Once you’ve implemented your marketing and sales automation, it’s important to keep track of how your setup is functioning. Are leads opening your automated emails? Are they coming back to the website? If you have a sales and marketing automation platform, this information is readily available to you.

Automation platforms like HubSpot allow you to follow a lead from the second they land on your website once captured in your system. You’ll be able to see what marketing or sales channel brought them to the site and which pages they visit. Having this information shows you what the lead wants. If the prospect spent all their time on one page before filling out a contact form, you could use that insight to have a more informed call.

Besides being better prepared when you reach out to a prospect, automation platforms provide you with insight if your sales actions are effective. If a lead you spoke with is now ignoring your emails or opting to read them but not clicking/responding, you can get an idea of where you currently stand and categorize them a certain way.
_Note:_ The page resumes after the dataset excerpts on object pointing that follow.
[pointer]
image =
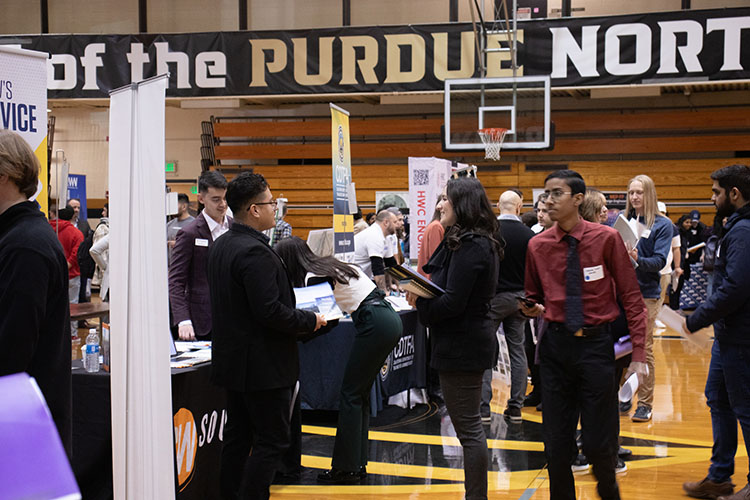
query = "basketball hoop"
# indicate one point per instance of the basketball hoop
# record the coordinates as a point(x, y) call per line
point(493, 141)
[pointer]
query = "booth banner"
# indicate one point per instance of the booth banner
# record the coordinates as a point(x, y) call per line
point(343, 221)
point(660, 47)
point(77, 189)
point(406, 364)
point(23, 105)
point(427, 178)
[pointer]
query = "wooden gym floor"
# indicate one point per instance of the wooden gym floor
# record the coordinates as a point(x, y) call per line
point(414, 456)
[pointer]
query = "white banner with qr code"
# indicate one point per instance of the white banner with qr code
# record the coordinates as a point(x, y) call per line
point(427, 178)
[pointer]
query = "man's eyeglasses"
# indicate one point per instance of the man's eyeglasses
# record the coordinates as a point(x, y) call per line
point(556, 194)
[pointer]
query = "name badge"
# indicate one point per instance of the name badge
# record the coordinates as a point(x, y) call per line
point(593, 273)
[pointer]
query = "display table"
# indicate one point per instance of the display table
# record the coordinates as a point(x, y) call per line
point(199, 415)
point(322, 362)
point(199, 407)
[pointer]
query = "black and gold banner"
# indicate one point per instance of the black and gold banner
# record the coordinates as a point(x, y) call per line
point(669, 47)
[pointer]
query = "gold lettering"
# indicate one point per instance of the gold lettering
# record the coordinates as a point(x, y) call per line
point(393, 66)
point(495, 59)
point(302, 64)
point(349, 59)
point(466, 70)
point(259, 64)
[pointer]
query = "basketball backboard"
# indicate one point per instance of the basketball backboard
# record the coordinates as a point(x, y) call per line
point(521, 105)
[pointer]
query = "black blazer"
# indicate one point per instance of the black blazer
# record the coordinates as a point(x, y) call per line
point(254, 322)
point(188, 283)
point(34, 310)
point(463, 337)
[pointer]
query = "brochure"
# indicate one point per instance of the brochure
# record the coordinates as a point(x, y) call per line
point(399, 303)
point(411, 281)
point(703, 338)
point(629, 232)
point(318, 299)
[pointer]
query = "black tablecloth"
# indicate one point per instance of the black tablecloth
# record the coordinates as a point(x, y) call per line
point(322, 363)
point(200, 407)
point(199, 414)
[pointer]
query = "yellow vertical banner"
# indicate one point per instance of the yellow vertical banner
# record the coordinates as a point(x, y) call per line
point(341, 162)
point(23, 105)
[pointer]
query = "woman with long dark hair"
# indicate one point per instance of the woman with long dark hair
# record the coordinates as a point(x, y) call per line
point(464, 344)
point(378, 330)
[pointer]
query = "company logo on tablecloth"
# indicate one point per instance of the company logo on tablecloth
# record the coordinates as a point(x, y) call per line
point(186, 443)
point(386, 367)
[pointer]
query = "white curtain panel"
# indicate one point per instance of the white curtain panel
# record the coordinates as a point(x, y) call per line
point(142, 442)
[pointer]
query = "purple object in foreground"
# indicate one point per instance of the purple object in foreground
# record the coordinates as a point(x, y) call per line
point(33, 463)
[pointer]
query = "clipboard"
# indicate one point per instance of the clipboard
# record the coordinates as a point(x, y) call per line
point(411, 281)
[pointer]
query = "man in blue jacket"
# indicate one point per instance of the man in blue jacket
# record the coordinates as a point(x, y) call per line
point(728, 309)
point(650, 254)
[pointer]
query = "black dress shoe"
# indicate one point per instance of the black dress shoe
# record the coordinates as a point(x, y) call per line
point(335, 476)
point(533, 399)
point(624, 453)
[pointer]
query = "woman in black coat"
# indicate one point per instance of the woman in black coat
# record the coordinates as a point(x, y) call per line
point(464, 344)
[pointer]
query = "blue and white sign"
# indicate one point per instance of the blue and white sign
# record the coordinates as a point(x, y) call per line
point(77, 189)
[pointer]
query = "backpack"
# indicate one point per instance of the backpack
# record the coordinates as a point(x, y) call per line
point(85, 262)
point(709, 253)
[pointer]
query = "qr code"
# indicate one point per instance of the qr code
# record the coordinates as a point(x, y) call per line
point(421, 177)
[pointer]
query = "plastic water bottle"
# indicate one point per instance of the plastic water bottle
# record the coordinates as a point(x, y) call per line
point(92, 351)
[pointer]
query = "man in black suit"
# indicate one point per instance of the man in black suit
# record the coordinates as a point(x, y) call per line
point(255, 328)
point(34, 310)
point(188, 284)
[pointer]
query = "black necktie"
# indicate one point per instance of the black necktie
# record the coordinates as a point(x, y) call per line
point(573, 288)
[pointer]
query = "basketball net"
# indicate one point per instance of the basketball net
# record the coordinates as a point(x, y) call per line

Knowing the interest level of each of your prospects will help you organize which are worth spending the most time on, leading to better use of your time.

For organizing your company’s leads and putting sales teams in the best position to succeed, it pays to invest in marketing and sales automation. In fact, the power of automation goes well beyond organization. Once you’ve established an organizational process that works, you can take the next step with automation and use it to optimize efficiency and align your teams through features like lead scoring, deal creation, deal management, proposals and reporting.

We’ll save the look at the deeper automation functionality for another time. Until then, consider your current sales processes and structure. How might automation help you get more organized?